I wasn’t expecting a personal crisis. I just wanted a salad. Nothing fancy: just juicy tomatoes, fresh cucumbers, garbanzo beans, and a little shaved parm. The kind of meal that feels light but satisfying, like you're doing something good for yourself without trying too hard.
But when I opened the fridge, and reached for a bottle of dressing... I froze.
What even is in this stuff?
Here I was, holding a bowl of fresh ingredients—actual, vibrant food—and I was about to drown it in a mystery potion with thirty ingredients, half of which I couldn’t pronounce. It felt wrong. Like putting gas station cologne on a bouquet of fresh roses.
Without thinking twice, I tossed the bottle straight into the trash. I immediately thought of my time in Italy—how dressing meant one thing and one thing only: olive oil and balsamic. Ranch? Get outta here, I mumbled in my best Brooklyn accent. Italians don’t play that game.
So I grabbed my bottle of olive oil—some random brand with a vaguely Italian-looking label—and then I paused again.
Wait… where does this even come from?
That was the moment it started. The obsession. The spiral. The deep, soul-searching olive oil rabbit hole I never saw coming.
I’ll admit it: I used to pick my olive oil based on vibes. A pretty bottle. A name that sounded Italian. Something that looked rustic enough to fool me into believing it was high-quality. Which is ridiculous, because I’ve been to Italy. I’ve tasted the real stuff. But somewhere between work, life, and just trying to get dinner on the table, I stopped paying attention.
But lately, I’ve been on this whole real food kick—trying to be intentional, to stop being gaslit by packaging and grocery store marketing.
Which is how I found out the hard truth: not all olive oil is created equal.
A lot of the olive oil sold in the U.S. is… well, it’s a lie. It’s often a blend—olives from multiple countries mashed together to create a “consistent flavor” and keep costs low. Sure, it’s good enough for basic cooking. But flavor-wise? Nutrient-wise? It’s the olive oil version of fast fashion. Convenient, cheap, and stripped of anything unique.
I never realized how numb it was making my taste buds.
Meanwhile, over in Italy—especially in regions like Puglia—olive oil is alive. It’s emotional. It’s a story. A love affair, even. (Okay, that may be dramatic, but if you’ve ever tasted freshly pressed Coratina olive oil, you get it.)
There, producers care about origin. They focus on single-origin or regional blends. That means the olives come from one specific place—grown under the same sun, from the same soil. They aren’t shipping olives across the world just to blend them into some mystery mash. It’s deliberate. It’s rooted. It’s art.

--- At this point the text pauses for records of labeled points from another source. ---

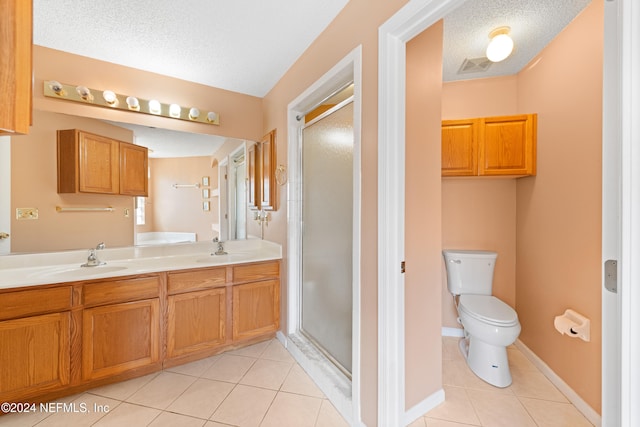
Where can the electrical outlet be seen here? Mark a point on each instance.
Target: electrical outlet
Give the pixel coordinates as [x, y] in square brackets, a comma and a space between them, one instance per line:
[26, 213]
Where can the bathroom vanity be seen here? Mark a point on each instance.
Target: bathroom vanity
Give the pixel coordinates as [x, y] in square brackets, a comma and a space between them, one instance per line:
[64, 328]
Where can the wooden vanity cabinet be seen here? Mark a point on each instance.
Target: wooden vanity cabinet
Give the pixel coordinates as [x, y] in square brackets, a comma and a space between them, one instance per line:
[256, 299]
[35, 342]
[89, 163]
[16, 66]
[490, 146]
[196, 311]
[120, 326]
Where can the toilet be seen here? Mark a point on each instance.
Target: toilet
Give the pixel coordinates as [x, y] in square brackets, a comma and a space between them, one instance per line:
[490, 325]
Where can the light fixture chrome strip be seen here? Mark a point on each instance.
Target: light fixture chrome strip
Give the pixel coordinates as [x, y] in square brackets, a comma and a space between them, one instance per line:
[332, 94]
[110, 99]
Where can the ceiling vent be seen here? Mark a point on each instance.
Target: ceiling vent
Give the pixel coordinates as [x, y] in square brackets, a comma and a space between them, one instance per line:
[475, 65]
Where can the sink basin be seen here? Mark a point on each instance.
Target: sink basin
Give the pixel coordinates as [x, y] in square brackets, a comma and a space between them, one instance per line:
[82, 272]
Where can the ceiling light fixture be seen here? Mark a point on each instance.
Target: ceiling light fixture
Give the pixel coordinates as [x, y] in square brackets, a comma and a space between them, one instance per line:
[500, 46]
[116, 101]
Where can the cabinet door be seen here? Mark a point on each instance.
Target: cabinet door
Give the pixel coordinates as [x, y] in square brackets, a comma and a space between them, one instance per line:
[15, 66]
[133, 170]
[256, 309]
[196, 321]
[34, 355]
[267, 156]
[459, 147]
[98, 164]
[509, 145]
[120, 337]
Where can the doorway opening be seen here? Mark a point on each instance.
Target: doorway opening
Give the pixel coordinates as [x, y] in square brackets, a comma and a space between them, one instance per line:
[314, 252]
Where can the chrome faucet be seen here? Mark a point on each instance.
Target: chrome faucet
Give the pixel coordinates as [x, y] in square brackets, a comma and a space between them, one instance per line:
[220, 250]
[92, 259]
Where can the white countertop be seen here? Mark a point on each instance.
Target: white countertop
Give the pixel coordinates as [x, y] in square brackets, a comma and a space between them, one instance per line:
[60, 267]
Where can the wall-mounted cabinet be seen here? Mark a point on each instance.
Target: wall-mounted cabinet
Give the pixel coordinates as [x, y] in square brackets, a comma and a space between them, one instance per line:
[490, 146]
[89, 163]
[16, 66]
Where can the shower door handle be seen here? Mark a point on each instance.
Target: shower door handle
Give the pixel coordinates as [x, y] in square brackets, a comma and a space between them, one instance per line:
[611, 275]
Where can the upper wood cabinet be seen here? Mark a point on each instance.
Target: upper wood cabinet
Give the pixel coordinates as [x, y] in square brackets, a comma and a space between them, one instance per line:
[460, 147]
[134, 168]
[16, 66]
[490, 146]
[89, 163]
[267, 171]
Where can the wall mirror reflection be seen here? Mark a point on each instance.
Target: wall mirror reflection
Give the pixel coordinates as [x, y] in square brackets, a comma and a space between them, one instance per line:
[169, 214]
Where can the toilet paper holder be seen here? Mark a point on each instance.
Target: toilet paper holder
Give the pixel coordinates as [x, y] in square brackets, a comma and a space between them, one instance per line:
[573, 324]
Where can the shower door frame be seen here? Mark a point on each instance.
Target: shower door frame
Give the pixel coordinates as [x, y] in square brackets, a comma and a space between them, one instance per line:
[329, 378]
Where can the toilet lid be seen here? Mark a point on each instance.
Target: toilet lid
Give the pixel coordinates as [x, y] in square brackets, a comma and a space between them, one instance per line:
[489, 309]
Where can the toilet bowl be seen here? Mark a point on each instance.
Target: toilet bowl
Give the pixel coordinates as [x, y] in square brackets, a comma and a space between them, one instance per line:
[489, 324]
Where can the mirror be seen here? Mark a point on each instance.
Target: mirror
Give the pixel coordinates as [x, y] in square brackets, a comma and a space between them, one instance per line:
[188, 211]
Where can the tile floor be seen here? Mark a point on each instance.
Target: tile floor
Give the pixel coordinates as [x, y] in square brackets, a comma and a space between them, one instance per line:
[261, 385]
[531, 400]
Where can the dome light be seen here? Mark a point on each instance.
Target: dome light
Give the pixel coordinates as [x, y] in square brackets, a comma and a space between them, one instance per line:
[500, 46]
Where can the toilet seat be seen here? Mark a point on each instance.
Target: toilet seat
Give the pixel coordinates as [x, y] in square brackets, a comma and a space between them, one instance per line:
[488, 309]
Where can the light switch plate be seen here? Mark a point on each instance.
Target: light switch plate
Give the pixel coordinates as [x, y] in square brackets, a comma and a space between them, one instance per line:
[26, 213]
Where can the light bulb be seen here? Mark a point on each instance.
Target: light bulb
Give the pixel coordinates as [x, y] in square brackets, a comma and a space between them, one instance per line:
[500, 46]
[174, 110]
[155, 107]
[133, 103]
[109, 97]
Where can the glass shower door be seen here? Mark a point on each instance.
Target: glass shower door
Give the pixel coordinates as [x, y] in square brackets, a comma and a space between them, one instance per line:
[327, 234]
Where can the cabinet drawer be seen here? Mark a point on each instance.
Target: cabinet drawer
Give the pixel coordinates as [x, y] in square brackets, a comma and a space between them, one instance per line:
[113, 291]
[34, 301]
[250, 272]
[197, 279]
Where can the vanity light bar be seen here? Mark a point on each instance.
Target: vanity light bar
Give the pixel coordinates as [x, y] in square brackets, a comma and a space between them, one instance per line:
[110, 99]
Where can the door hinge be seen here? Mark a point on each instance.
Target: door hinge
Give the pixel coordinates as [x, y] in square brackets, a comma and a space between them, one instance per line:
[611, 275]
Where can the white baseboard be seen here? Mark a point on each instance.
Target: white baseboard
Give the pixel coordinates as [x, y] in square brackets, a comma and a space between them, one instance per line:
[423, 407]
[452, 332]
[582, 406]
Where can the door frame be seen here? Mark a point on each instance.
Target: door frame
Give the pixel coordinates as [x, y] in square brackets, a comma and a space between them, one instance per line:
[415, 17]
[332, 382]
[619, 113]
[5, 190]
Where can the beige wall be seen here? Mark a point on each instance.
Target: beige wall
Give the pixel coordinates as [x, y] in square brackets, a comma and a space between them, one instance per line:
[240, 115]
[180, 209]
[357, 24]
[492, 226]
[548, 226]
[422, 283]
[559, 211]
[34, 185]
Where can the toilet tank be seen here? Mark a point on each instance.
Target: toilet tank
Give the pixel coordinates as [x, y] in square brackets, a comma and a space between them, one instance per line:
[469, 272]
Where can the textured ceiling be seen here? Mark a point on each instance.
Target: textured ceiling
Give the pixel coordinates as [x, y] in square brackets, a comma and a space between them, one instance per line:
[534, 23]
[240, 45]
[246, 46]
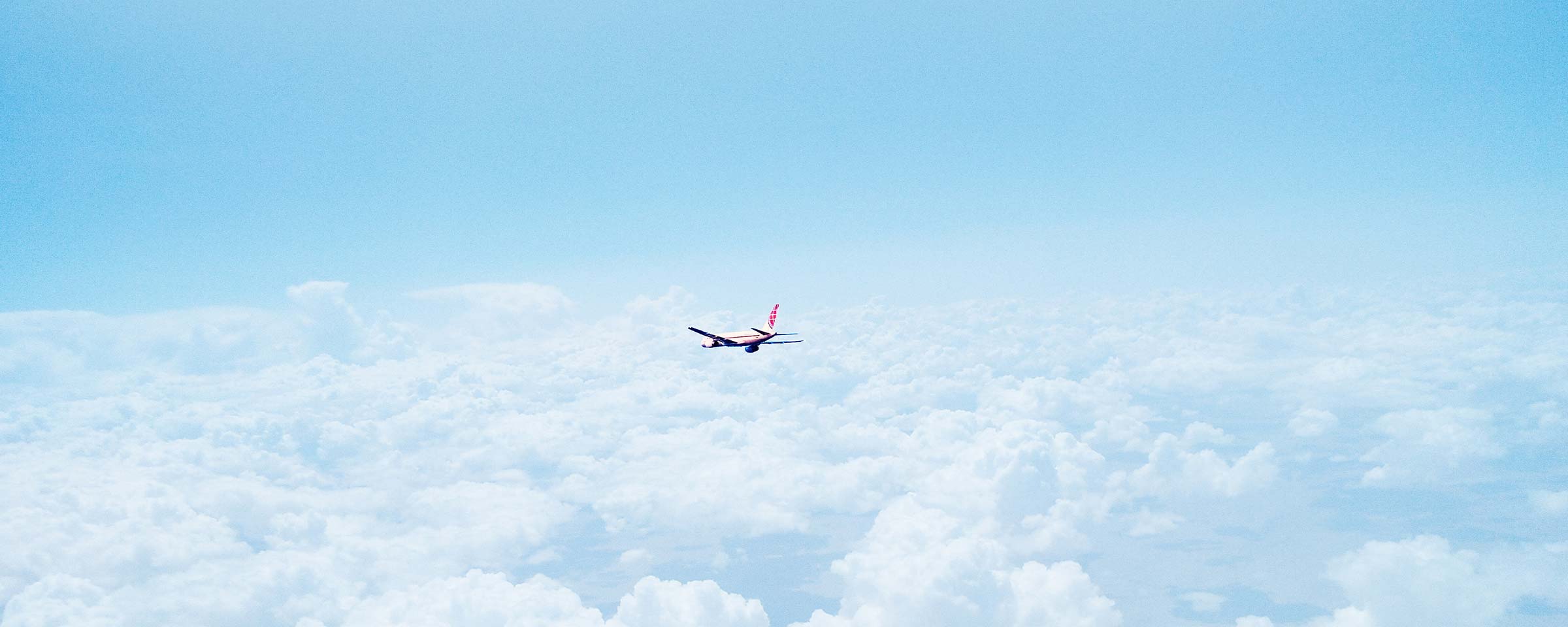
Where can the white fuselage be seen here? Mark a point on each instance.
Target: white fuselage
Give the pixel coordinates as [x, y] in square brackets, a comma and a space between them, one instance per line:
[742, 338]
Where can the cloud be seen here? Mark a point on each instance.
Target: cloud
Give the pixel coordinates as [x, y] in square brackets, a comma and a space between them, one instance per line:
[477, 600]
[1428, 444]
[673, 604]
[466, 455]
[1311, 422]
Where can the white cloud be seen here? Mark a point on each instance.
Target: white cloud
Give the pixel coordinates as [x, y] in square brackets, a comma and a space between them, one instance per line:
[957, 464]
[673, 604]
[1057, 594]
[1313, 422]
[477, 600]
[1426, 444]
[1172, 468]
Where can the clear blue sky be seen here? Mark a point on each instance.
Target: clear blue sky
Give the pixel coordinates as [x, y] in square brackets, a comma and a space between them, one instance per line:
[200, 153]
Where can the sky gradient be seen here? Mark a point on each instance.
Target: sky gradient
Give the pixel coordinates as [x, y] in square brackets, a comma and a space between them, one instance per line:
[162, 153]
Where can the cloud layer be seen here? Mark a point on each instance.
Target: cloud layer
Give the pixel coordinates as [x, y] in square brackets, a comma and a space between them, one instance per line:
[490, 457]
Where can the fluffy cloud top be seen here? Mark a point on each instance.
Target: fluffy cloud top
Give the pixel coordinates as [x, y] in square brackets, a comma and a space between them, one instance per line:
[471, 461]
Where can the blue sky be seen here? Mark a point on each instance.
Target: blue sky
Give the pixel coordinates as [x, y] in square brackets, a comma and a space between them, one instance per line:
[193, 153]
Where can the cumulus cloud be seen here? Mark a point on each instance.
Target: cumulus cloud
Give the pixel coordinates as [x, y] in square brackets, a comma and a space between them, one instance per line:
[1311, 422]
[1426, 444]
[463, 458]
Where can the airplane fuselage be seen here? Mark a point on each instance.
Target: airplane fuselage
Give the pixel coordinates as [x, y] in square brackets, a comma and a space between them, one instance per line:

And let me tell you, as someone with Italian blood running through my veins, I’ve never felt so proud.
Puglia produces some of the most flavorful, nuanced oils you’ll ever taste. The Coratina olive? Bold. Peppery. Hits you right in the back of the throat—in a good way. The Ogliarola olive? Smooth, buttery, slightly nutty. Each one has its own personality, like different wine varietals.
This isn’t just “cooking oil.” It’s something you sip straight from the spoon just to savor it.
In Italy, the process from harvest to bottle happens fast. Short supply chains. Intentional timelines. Strict quality standards. This means the oil you’re getting is fresh—not months or years old by the time it reaches your kitchen. And that matters. A lot.
Because the health benefits we associate with olive oil—those magical antioxidants and polyphenols that fight inflammation and protect your heart? They break down over time. So if your oil is old, poorly stored, or overly processed, you’re not getting the good stuff. You’re just getting… oil.
So I ditched the dressings and went back to basics. And somewhere along the way, I became an olive oil snob.
Not in a pretentious way—okay, maybe a little—but mostly because I’ve tasted the difference. And I’ve felt the difference. My food tastes better. My body feels better. I feel like I’m actually honoring the ingredients I buy, instead of smothering them with something fake.
When I choose olive oil now, I know where it comes from. I know who made it. And honestly, I’d rather give my money to a family-run Italian farm that cares about tradition than a giant food corporation selling me shelf-stable lies.
That salad I was making? Yeah, it deserved better. Bottled dressings are basically lies in cute packaging—packed with junky ingredients that totally ruin the whole “look at me, I’m being healthy” moment.
So I went back to basics. Just olive oil.